ESA Data Protection Officer (“DPO”) may be contacted in line with the ESA PDP Framework at DPO@esa.int. As the collection and processing concerned by this notice is performed upon initiative of the ESA Communications Department, questions may also be addressed to the e-mail address: commppdp@esa.int.
(2) What kind of personal data are collected and further processed?
We collect and process a variety of Your personal data and may require You to provide personal data for the purposes mentioned further below. Depending on the purpose for which they are collected and further processed, the personal data may include:
- Identity Data: including names, date of birth, passport number or other official identity number, gender indication, nationality, marital status;
- Contact information: including address, email address and telephone number;
- Professional information: including job title, email address, phone number and addresses,;
- Professional career data: including your previous positions and professional experience;
- Technical data, including online identifiers: for example, internet protocol (IP) address or domain names of the devices utilised, login data, browser type and version, uniform resource identifier (URI) address, time zone setting and location, browser plug-in types and versions, ESA or other operating system and platform and other technology on the devices you are using – collected when you access our Website, our electronic portals and platforms which we offer or which we have agreed with you to use or made available to you where you have agreed to their use; logs;
- Photo: including photographs, likeness, image;
- Audio-video recording, statements, interviews;
- CCTV (“close circuit television”) and physical security data: CCTV footage and other information relating to access of our facilities obtained through electronic means,
- Financial data: bank account number, payment card details;
- Social media data: when you are an user of social media and depending on the circumstances or the social media in question, the personal data that we may collect are derived from:
- Your user profile, e.g. Your profile picture published on social media, your pseudonym, nickname or avatar),
- Your interactions (e.g. interacting with a story, following or unfollowing a web page, linking or unlinking a web page or post, recommending a web page, sharing a post, reacting to a web page or a post, commenting a web page or a post, or other action related to a specific topic, network and /or connection) on the social media or other information related to your habits, hobbies, interests, professional and educational background etc
- Your online identifiers, including Technical Data related to your social media use;
- personal data processed via third-party platform, app or a website (connected to social media platform) that may be obtained when a user visits or uses their services;
- the audiovisual content that might be published on the social media platforms; this may include information in or about the content provided by a user (e.g., metadata), such as the location / date of a photo, voice recordings, video recordings, or an image of a data subject
- other personal information You may disclose via the social media or in the use thereof.
- Other personal information You may provide, in particular content of exchanges with the Agency, as for instance dietary preferences, assistance data;
- Other personal data, to the extent you made them public;
- Other data, such as :
- Your messages, date, and time the message has been sent;
- the content of the questions you asked
- other data mentioned in Your messages,
- data You made public.
(3) How are Your personal data collected or further processed?

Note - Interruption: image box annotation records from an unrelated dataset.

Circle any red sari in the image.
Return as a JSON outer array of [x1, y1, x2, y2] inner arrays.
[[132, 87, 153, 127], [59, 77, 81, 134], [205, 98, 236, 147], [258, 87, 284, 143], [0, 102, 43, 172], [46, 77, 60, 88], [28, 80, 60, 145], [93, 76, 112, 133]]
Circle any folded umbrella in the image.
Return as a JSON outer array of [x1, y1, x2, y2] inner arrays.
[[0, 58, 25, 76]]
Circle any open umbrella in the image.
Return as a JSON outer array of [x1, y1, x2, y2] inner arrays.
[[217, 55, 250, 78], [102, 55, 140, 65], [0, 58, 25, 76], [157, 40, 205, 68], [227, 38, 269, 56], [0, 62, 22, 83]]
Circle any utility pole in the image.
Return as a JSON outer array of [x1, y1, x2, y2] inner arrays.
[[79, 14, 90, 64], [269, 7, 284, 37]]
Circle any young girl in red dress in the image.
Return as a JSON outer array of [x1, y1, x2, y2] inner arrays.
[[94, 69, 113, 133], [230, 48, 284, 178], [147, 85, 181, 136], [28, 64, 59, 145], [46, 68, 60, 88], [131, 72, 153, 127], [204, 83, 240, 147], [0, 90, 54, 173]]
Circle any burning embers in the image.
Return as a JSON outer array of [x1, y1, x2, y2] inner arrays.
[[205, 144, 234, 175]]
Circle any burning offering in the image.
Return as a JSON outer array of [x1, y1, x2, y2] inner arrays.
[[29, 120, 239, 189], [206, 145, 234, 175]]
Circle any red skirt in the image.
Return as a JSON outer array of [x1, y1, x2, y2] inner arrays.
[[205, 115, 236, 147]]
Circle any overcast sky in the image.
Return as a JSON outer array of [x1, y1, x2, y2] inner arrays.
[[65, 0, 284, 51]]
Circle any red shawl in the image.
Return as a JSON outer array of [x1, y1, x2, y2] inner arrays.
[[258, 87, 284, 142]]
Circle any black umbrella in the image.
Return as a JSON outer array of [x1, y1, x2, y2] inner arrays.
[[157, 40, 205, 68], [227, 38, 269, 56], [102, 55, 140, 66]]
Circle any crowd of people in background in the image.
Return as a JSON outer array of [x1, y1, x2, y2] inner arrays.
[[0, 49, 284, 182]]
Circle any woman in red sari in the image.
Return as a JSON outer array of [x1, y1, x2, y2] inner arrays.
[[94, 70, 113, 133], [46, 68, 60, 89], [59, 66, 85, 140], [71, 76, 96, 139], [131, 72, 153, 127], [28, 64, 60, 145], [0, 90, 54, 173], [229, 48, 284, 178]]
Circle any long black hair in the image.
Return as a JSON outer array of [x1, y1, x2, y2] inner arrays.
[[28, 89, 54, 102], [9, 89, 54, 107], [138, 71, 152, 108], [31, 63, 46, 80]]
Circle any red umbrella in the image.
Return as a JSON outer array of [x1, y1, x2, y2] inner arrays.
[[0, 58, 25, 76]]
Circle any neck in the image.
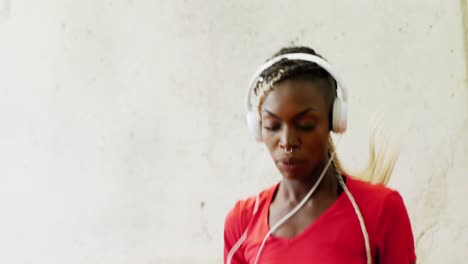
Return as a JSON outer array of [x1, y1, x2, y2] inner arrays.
[[278, 161, 338, 202]]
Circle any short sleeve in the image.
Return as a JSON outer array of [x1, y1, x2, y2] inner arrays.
[[224, 202, 247, 264], [376, 191, 416, 264]]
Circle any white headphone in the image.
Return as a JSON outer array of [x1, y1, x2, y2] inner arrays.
[[246, 53, 348, 141]]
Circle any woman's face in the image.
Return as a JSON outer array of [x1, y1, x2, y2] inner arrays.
[[261, 80, 332, 179]]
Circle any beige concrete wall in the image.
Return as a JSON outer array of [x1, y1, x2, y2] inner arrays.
[[0, 0, 468, 264]]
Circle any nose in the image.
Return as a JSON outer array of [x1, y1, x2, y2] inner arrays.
[[279, 126, 299, 150]]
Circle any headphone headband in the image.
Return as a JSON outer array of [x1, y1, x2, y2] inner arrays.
[[246, 53, 348, 111]]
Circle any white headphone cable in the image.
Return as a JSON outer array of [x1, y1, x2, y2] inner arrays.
[[254, 135, 341, 264]]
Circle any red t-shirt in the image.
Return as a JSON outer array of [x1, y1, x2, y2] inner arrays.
[[224, 177, 416, 264]]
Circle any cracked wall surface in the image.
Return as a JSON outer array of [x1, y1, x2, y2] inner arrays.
[[0, 0, 468, 264]]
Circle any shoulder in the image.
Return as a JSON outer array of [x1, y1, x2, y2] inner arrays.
[[346, 176, 407, 230], [346, 176, 400, 209], [224, 184, 278, 231]]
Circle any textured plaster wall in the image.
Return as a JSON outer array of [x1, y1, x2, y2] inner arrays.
[[0, 0, 468, 264]]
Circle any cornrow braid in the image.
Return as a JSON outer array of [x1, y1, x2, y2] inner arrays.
[[250, 47, 398, 185], [250, 47, 337, 124]]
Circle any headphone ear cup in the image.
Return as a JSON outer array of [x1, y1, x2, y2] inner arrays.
[[247, 111, 262, 142], [332, 97, 348, 133]]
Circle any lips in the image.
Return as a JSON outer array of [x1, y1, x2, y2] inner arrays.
[[278, 158, 304, 172]]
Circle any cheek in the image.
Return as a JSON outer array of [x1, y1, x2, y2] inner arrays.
[[302, 130, 328, 157]]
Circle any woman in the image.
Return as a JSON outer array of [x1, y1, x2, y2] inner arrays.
[[224, 47, 416, 264]]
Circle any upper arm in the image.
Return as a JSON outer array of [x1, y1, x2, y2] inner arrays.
[[376, 192, 416, 264], [224, 202, 247, 264]]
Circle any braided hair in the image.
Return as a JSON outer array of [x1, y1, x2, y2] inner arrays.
[[250, 46, 399, 184]]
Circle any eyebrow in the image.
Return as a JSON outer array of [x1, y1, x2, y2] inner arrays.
[[263, 107, 317, 120]]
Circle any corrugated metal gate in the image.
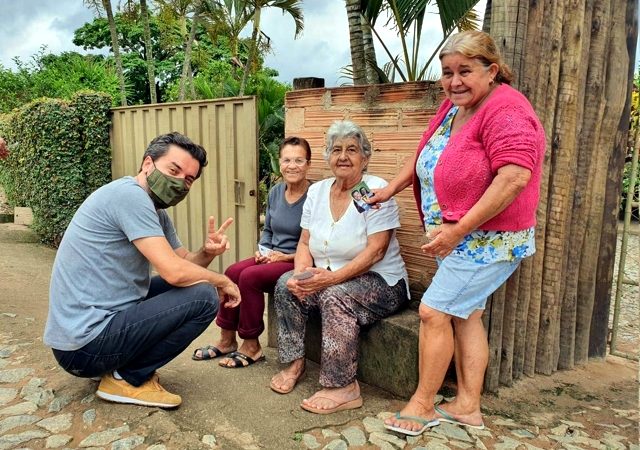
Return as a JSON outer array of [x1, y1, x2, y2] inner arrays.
[[111, 97, 258, 272]]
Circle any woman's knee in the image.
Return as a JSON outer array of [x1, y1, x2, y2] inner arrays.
[[453, 309, 484, 329], [418, 303, 452, 327], [274, 270, 293, 302], [186, 282, 220, 316]]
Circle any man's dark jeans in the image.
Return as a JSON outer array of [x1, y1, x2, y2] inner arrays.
[[53, 277, 219, 386]]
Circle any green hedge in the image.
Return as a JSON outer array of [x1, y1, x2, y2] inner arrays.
[[0, 91, 111, 246]]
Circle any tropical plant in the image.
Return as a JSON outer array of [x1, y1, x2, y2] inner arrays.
[[83, 0, 127, 106], [356, 0, 479, 82]]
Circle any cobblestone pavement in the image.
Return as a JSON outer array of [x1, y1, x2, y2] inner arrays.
[[0, 338, 640, 450], [609, 222, 640, 358]]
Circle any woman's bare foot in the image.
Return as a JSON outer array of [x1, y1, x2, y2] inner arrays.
[[436, 398, 484, 427], [384, 395, 437, 431], [270, 358, 304, 394], [301, 381, 362, 414], [219, 339, 262, 367], [193, 328, 238, 360]]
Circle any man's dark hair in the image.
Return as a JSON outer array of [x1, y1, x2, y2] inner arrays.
[[142, 131, 208, 178], [278, 136, 311, 161]]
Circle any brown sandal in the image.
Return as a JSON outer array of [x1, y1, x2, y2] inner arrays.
[[269, 369, 306, 394]]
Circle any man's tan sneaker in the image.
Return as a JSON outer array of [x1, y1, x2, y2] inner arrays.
[[96, 374, 182, 408]]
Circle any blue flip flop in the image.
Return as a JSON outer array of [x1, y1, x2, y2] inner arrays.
[[384, 411, 440, 436], [434, 406, 484, 430]]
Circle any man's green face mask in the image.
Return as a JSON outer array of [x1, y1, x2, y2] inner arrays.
[[147, 163, 189, 209]]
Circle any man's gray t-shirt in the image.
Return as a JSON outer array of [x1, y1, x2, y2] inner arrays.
[[44, 177, 182, 351]]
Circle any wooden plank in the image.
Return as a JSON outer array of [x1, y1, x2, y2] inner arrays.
[[484, 285, 506, 392], [499, 269, 520, 386]]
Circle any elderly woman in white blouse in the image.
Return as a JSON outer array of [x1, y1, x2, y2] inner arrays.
[[271, 121, 408, 414]]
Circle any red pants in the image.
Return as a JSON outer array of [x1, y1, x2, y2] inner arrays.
[[216, 257, 293, 339]]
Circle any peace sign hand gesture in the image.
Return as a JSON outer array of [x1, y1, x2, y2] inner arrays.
[[203, 216, 233, 256]]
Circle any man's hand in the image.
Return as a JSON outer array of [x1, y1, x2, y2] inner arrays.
[[267, 250, 291, 262], [218, 277, 242, 308], [202, 216, 233, 256]]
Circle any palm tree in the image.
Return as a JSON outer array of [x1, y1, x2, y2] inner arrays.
[[356, 0, 479, 81], [155, 0, 200, 101], [83, 0, 127, 106], [346, 0, 367, 86], [240, 0, 304, 95], [178, 0, 203, 101], [204, 0, 252, 58]]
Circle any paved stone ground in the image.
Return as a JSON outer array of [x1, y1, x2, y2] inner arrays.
[[0, 217, 640, 450]]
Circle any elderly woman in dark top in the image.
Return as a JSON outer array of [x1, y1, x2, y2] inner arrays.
[[271, 121, 408, 414], [193, 137, 311, 368]]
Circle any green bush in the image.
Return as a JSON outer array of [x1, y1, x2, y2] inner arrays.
[[0, 91, 111, 245]]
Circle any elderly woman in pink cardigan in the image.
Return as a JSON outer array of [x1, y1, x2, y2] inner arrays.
[[370, 31, 545, 435]]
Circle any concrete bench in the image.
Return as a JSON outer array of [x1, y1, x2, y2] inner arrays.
[[267, 294, 420, 398]]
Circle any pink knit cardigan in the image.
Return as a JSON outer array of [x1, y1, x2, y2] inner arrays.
[[413, 84, 545, 231]]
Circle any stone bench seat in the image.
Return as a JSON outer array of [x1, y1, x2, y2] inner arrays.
[[267, 294, 420, 398]]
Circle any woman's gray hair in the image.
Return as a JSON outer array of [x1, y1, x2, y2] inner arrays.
[[324, 120, 371, 163]]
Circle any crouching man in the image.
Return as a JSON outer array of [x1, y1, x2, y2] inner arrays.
[[44, 133, 240, 408]]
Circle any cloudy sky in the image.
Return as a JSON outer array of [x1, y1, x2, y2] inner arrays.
[[0, 0, 485, 86], [0, 0, 638, 86]]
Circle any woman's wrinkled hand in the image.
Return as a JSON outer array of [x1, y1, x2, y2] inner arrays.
[[267, 250, 290, 262], [253, 252, 269, 264], [287, 277, 306, 303], [363, 185, 393, 209], [420, 223, 465, 258], [217, 277, 241, 308]]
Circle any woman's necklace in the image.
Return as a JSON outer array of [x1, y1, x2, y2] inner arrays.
[[451, 87, 494, 135], [329, 186, 351, 222]]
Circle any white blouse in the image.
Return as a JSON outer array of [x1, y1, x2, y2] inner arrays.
[[300, 174, 409, 292]]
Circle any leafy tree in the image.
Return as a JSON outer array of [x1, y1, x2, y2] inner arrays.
[[73, 13, 186, 104], [0, 48, 119, 112], [239, 0, 304, 95], [84, 0, 127, 106], [140, 0, 158, 103]]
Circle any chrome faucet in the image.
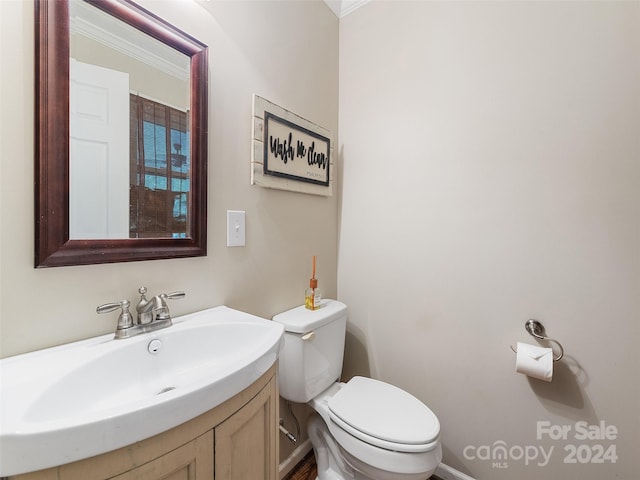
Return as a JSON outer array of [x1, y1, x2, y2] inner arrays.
[[96, 287, 185, 338]]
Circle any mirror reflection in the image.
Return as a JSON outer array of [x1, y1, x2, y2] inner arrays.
[[69, 0, 192, 239]]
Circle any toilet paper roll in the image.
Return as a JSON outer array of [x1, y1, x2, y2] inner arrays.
[[516, 342, 553, 382]]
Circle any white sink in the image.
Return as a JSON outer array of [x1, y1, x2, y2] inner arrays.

In addition to the personal data, We collect directly from You (e.g. you fill in a form submitted by, or for, ESA), We may, depending on Your situation, collect certain personal data about You indirectly by various means. This includes collection of personal data from availably sources or from third parties, including from analytics providers or from social media platforms (e.g., from the content you post on your social media, cookies deposited on your device if you have accepted their deposit etc.).
(4) Why are Your personal data collected and further processed?
We collect and process Your personal data because it is necessary for the activities conducted to fulfil Our purpose, which is “to provide for and to promote, for exclusively peaceful purposes, cooperation among European States in space research and technology and their space applications, with a view to their being used for scientific purposes and for operational space applications systems” (as per ESA Convention). We serve the public interest, and we wish to foster the public interest in space activities and programmes.
All the processing carried out by, or on behalf of, the Agency upon initiative of the Communication Department falls in this general purpose and, in particular, into one of the reasons permitted under ESA PDP Framework, in particular under ESA PDP Policy.
In any case, we do not use your personal data for activities where our interests are overridden by the impact on you, unless we have your consent or are otherwise required or legally permitted.
You will find more information on this matter in the below.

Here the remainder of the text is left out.